Let $A$ be a symmetric multilinear form on $\left(\mathbb{R}^d\right)^{\otimes n}\times \left(\mathbb{R}^d\right)^{\otimes n}$ and consider the random variable: \begin{align*} X=A(g_1,\ldots,g_n,g_1,\ldots,g_n) \end{align*} where $g_i\in \mathbb{R}^d$ are independent random vectors with i.i.d. random Gaussian entries of mean $0$ and variance $1$. Is there a closed form expression for $\mathbb{E}(X^2)$? In the case $n=1$ I know that $\mathbb{E}(X^2)=\|A\|_{F}^2$, where $\|\cdot\|_{F}$ is the Frobenius norm of the underlying norm. Does that generalize in any way for $n>1$? Thanks for any help!
1 Answer
For $n=1$, $$EX^2=(\text{tr}\,A)^2+2\|A\|_F^2, \tag{1} $$ not $\|A\|_F^2$.

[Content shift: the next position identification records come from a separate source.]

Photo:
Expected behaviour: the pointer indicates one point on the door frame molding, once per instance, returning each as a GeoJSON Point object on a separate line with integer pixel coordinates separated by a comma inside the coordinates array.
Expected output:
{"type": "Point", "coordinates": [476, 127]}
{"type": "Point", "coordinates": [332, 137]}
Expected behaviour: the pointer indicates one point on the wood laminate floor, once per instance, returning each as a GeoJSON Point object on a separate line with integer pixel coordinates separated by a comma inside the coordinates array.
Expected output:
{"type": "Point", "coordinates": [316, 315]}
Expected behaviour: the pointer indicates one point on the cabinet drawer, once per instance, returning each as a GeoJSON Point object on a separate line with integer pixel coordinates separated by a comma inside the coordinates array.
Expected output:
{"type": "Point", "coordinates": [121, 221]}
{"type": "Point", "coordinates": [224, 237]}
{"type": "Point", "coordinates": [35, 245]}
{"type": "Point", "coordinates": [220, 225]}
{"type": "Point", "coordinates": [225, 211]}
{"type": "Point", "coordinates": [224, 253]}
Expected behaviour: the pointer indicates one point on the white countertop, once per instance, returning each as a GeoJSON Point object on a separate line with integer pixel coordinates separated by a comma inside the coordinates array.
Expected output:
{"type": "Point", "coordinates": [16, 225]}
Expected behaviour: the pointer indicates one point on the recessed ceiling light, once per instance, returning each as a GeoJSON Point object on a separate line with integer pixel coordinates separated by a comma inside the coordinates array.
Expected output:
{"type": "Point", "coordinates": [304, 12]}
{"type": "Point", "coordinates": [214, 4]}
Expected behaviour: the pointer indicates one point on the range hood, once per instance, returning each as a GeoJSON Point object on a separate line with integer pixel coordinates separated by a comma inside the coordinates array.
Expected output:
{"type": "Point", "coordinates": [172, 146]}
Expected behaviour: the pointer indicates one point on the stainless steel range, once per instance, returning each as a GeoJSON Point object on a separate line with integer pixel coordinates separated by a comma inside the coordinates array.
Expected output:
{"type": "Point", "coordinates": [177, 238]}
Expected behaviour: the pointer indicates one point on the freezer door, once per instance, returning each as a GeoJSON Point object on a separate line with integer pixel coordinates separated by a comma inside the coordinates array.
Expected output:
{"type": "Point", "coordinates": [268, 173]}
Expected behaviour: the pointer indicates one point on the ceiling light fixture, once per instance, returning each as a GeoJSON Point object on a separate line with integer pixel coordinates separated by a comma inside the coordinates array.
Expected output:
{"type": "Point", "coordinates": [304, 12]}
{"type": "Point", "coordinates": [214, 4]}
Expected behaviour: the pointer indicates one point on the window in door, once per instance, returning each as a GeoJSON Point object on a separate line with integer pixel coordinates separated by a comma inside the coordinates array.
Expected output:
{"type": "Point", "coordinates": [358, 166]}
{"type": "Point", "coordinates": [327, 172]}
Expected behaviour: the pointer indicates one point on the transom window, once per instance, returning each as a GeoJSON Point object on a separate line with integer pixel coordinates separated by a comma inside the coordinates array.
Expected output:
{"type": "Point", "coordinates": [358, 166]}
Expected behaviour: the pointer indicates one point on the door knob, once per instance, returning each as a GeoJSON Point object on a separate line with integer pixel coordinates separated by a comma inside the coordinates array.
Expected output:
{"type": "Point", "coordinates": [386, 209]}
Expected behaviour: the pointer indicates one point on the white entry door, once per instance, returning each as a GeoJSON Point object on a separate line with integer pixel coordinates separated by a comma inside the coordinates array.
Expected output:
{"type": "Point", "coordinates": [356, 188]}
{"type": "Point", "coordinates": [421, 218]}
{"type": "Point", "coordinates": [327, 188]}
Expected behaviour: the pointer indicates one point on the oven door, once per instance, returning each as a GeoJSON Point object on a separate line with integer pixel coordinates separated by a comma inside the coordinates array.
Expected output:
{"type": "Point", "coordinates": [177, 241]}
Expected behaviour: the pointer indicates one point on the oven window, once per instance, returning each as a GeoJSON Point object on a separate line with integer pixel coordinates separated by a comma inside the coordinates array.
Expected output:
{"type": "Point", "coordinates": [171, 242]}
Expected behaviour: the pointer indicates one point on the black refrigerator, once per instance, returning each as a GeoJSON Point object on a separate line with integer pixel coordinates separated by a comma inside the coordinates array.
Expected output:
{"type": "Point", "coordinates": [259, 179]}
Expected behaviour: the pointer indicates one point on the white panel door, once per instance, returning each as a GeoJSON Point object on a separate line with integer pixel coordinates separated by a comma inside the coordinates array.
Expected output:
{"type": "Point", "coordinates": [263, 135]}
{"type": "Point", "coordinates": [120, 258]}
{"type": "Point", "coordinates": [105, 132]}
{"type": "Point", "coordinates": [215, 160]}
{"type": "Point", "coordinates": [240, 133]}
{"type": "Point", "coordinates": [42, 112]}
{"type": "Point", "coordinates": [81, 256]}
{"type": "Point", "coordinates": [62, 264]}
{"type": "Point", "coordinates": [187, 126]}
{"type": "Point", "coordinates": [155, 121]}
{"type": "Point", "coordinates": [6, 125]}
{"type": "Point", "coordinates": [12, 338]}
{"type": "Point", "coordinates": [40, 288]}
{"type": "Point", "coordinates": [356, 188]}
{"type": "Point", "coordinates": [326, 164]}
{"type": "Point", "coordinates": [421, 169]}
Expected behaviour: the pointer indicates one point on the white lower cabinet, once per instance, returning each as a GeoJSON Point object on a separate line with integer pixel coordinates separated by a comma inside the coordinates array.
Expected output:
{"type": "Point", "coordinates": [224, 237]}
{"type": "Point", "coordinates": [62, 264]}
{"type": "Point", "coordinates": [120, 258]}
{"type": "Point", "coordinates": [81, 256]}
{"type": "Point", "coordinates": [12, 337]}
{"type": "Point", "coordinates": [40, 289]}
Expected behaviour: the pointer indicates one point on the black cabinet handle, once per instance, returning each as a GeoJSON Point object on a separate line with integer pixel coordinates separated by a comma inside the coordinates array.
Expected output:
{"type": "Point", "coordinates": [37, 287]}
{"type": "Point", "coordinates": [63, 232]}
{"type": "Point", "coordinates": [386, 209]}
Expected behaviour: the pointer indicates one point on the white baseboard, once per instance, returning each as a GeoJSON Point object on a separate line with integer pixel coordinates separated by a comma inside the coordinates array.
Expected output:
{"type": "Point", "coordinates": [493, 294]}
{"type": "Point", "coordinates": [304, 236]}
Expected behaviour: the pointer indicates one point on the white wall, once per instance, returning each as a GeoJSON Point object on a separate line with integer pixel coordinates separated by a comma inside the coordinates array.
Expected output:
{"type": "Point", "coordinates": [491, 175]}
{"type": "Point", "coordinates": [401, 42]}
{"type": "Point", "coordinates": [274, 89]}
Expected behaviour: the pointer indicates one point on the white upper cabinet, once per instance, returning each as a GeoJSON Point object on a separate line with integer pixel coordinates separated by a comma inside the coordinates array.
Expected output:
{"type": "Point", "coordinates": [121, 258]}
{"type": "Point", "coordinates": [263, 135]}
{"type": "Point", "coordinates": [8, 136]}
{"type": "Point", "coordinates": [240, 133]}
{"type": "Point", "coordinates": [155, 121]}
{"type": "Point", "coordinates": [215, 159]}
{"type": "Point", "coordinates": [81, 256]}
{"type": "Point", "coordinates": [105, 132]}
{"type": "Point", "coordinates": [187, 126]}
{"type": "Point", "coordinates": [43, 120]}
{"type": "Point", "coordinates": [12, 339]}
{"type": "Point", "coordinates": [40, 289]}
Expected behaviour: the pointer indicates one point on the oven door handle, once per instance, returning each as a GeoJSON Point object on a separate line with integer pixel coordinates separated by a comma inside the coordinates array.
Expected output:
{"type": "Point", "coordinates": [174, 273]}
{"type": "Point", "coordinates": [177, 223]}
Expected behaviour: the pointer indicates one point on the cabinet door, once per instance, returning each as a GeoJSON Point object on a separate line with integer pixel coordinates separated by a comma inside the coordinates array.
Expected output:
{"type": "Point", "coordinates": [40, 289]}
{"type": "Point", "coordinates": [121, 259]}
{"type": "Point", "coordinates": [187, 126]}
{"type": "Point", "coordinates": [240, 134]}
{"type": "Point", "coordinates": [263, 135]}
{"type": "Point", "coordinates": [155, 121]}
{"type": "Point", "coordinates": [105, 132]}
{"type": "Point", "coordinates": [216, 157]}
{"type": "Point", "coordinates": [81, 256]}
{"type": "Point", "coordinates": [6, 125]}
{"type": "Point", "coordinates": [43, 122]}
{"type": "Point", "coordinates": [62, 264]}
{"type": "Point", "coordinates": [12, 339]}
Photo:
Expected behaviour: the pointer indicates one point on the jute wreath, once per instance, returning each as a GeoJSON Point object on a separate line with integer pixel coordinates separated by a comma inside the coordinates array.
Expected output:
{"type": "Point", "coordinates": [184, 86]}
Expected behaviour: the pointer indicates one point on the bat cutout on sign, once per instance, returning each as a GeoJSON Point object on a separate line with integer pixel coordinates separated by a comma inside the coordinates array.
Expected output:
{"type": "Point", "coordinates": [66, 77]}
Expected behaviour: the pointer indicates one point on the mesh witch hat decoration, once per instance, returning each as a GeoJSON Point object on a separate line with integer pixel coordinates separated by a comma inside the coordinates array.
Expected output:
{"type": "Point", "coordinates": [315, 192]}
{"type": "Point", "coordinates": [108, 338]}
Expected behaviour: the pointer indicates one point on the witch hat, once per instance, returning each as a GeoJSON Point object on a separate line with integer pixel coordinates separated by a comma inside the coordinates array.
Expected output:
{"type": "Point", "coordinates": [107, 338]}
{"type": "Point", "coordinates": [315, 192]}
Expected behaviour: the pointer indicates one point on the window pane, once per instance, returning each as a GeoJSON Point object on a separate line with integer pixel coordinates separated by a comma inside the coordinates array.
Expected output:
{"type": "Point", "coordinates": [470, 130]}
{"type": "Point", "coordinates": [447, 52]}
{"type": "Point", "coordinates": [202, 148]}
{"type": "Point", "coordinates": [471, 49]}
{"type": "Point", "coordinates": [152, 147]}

Indeed, writing $A=(a_{ij})$ and $g_1=(Z_1,\dots,Z_d)$ with iid standard normal $Z_i$'s, we have $X=\sum_{i,j}a_{ij}Z_iZ_j$ and hence $$EX^2=\sum_{i,j,k,l}a_{ij}a_{kl}\,EZ_iZ_jZ_kZ_l. $$ Next, $EZ_iZ_jZ_kZ_l\ne0$ only if (i) $i=j\ne k=l$ (in which case $EZ_iZ_jZ_kZ_l=1$) or (ii) $i=k\ne j=l$ (in which case $EZ_iZ_jZ_kZ_l=1$) or (iii) $i=l\ne j=k$ (in which case $EZ_iZ_jZ_kZ_l=1$) or (iv) $i=j=k=l$ (in which case $EZ_iZ_jZ_kZ_l=3$). So, taking the symmetry of $A$ into account, we have $$EX^2=\sum_{i\ne k}a_{ii}a_{kk}+\sum_{i\ne j}a_{ij}^2+\sum_{i\ne j}a_{ij}a_{ji}+3\sum_i a_{ii}^2 \\ =\Big(\sum_i a_{ii}\Big)^2+2\sum_{i,j}a_{ij}^2, $$ so that (1) follows.
For $n>1$, $EX^2$ will be a big sum over all partitions of the set $\{1,\dots,4n\}$ into subsets of even cardinalities (cf. cases (i)--(iv) above).